19. Girl comes from gyrle, a Middle English word meaning "child" or "youth", and applied to both sexes. In The Canterbury Tales, Chaucer talks about the "yonge gyrles of the diocise", meaning the young children of the diocese.

20. Quarantine comes from the Latin for "forty", and originally referred to Jesus's 40 days in the desert. Later it came to mean the length of time widows were allowed to stay in the home of their deceased husband, and later still a medical quarantine for ships which were feared to carry the plague.

22. Supercilious comes from the Latin for eyebrow, supercilium, which supercilious people often raise.

23. Freelancer originally referred to mercenary knights ("free lances") who would fight for any side willing to pay them. The word first appears in Sir Walter Scott's Ivanhoe.

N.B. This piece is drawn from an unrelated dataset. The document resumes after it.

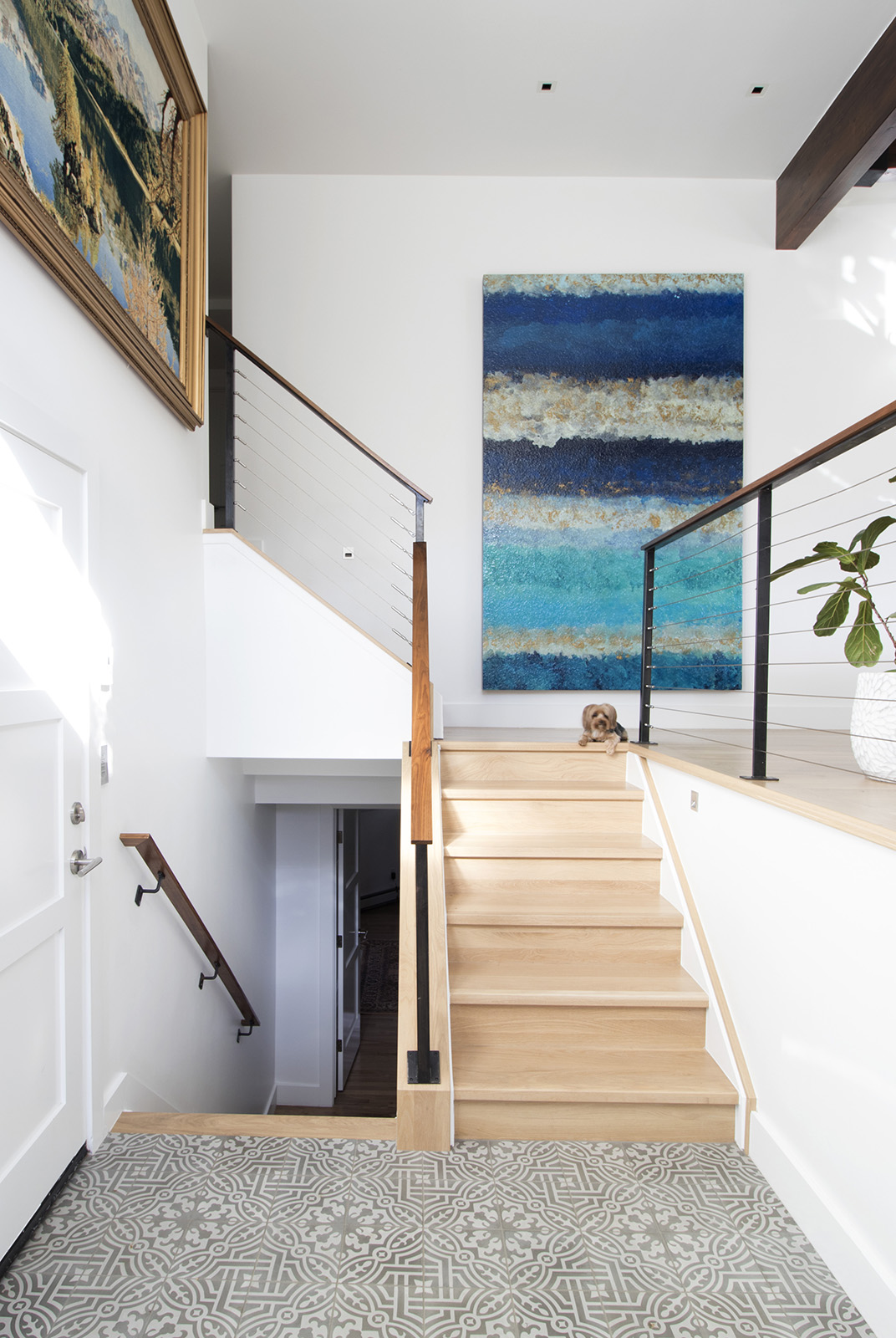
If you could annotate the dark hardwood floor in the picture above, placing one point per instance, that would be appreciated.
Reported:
(371, 1084)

24. Bully comes from the Dutch for "brother", and was originally a term of endearment. [I don't feel quite so bad for having been one in my childhood, then.]

28. Parasite is from the Ancient Greek for "eating beside", and referred to people who ate at someone else's table. [see the post about Words and Phrases you need to know, which contains more about the prefix 'para'.]

35. George, the name, means "earth-worker" in Ancient Greek. It derives from the same root as geographer and geologist.

46. Album comes from the Latin for "white" and used to refer to a blank tablet. [So, the Beatles' White Album is a tautology then.]